On March 20, 2006, Lori’s law came to fruition . Bill sponsor Rep. Lorie Fowlke, R-Orem, has said the state’s sentencing laws worked in the past, because few convicted killers are released from prison in fewer than 20 years.

However, in 2005, the parole board said Mark Hacking, wouldn’t get a hearing until 2034, some 29 years after his sentence of six years-to-life was imposed. He was sentenced to an additional year for use of a firearm in a crime.

The new law also allows judges and the State Board of Pardons and Parole to consider a trust-based relationship between the perpetrator and the victim, such as a marriage, as an aggravating factor in sentencing or when considering parole.


Lori was no Fool… but she was Duped

Love with Mark was an off again, on again relationship.  Lori put off marriage and children with Mark …until they were financially secure which made sense…. She had a very responsible job….  And then it all unraveled with a phone call…

2004 – JULY 16 – FRIDAY – Lori Hacking calls the University of North Carolina to check on student housing.
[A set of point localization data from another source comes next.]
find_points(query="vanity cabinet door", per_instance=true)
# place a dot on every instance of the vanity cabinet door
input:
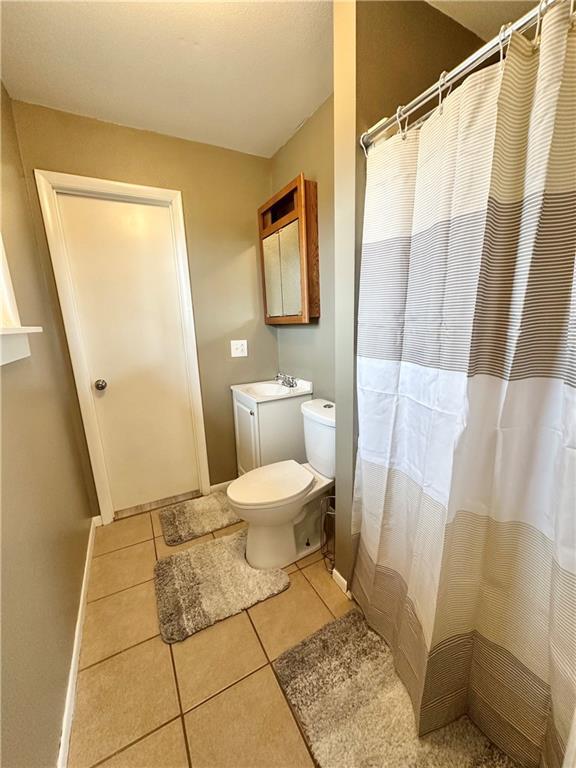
(247, 443)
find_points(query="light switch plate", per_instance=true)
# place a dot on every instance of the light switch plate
(239, 348)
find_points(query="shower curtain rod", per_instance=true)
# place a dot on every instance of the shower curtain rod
(448, 79)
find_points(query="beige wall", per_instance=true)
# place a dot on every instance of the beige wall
(45, 496)
(307, 351)
(397, 50)
(221, 192)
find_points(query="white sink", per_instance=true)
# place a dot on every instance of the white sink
(267, 389)
(260, 391)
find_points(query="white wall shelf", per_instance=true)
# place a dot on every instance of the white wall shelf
(14, 343)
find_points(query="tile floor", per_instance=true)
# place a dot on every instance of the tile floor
(210, 702)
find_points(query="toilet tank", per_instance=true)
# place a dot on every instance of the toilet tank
(320, 435)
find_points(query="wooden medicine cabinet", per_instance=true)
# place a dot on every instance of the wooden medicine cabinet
(288, 226)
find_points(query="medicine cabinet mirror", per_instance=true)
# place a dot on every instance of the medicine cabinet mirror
(288, 226)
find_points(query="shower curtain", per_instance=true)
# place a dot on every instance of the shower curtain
(466, 473)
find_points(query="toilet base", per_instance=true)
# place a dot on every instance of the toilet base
(270, 546)
(279, 546)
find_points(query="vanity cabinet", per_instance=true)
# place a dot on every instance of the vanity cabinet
(268, 430)
(288, 226)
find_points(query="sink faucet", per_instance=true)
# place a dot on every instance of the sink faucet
(286, 381)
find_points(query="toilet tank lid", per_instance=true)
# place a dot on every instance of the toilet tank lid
(322, 411)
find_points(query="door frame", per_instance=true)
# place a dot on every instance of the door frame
(50, 184)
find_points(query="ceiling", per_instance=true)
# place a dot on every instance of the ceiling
(242, 75)
(237, 75)
(484, 18)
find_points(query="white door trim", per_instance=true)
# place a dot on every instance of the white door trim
(50, 184)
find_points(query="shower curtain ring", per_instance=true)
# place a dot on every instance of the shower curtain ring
(441, 85)
(501, 35)
(399, 121)
(541, 9)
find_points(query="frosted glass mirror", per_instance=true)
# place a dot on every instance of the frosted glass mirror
(272, 278)
(290, 270)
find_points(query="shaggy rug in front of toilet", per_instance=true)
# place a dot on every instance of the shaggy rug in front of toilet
(208, 583)
(356, 713)
(196, 517)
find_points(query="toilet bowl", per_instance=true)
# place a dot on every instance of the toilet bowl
(274, 498)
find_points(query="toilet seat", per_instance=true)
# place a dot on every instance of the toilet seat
(273, 485)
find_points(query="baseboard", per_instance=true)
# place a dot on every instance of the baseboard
(73, 674)
(220, 486)
(341, 582)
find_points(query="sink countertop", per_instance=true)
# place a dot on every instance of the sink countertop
(281, 392)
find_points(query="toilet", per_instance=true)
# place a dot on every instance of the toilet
(281, 501)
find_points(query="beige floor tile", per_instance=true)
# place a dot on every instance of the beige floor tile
(284, 620)
(120, 700)
(327, 588)
(156, 527)
(231, 529)
(247, 726)
(122, 533)
(309, 559)
(117, 622)
(163, 550)
(165, 748)
(121, 569)
(213, 659)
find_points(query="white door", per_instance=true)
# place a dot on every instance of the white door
(129, 324)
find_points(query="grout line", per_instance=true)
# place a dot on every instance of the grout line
(117, 653)
(294, 717)
(117, 592)
(119, 549)
(188, 757)
(174, 672)
(131, 744)
(247, 612)
(227, 687)
(186, 744)
(271, 665)
(132, 515)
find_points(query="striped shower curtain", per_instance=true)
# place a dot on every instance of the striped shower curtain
(466, 474)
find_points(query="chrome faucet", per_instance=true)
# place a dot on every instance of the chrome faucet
(287, 381)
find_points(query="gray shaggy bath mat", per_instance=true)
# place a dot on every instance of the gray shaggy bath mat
(207, 583)
(196, 517)
(356, 713)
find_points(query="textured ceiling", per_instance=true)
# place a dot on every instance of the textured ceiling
(484, 17)
(237, 75)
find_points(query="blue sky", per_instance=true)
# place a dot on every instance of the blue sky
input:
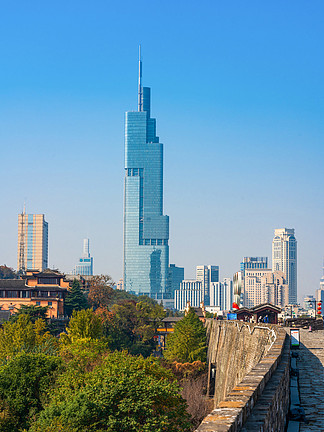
(237, 90)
Her phone rings in her office at Wells Fargo Securities Services where she works as an assistant trading broker. She answers and listens to the administrator on the other end. There must be some mistake – but there isn’t. There is no application or registration by a Mark Hacking to their University and is not enrolled there.
Lori hangs up the phone and is clearly stunned. She begins sobbing and leaves work early.

From Lori’s Mother:

In July 2005, the Utah Board of Pardons decided that Mark Hacking’s first parole hearing would come in August 2034.[6] Upon hearing this news, Thelma Soares made this statement:

“While it is a terrible waste of his life, [the decision] lifts a great burden from my mind and heart. The six-year minimum imposed by law is an insult not only to Lori and the baby, but to me and my family as well. I thank the members of the State Board of Pardons and Parole for their diligence and sense of justice in dealing with this tragic case. My faith in our justice system has been upheld.”

Parting Words:

The Soares family removed the name “Hacking” from Lori’s headstone. “We just felt that Mark obviously didn’t want her anymore,” said Thelma Soares. Where Lori’s married name once was on the headstone is now engraved the Portuguese word “Filhinha,” which translates to “little daughter.”

Ladyjustice – Enough said… May she rest in peace!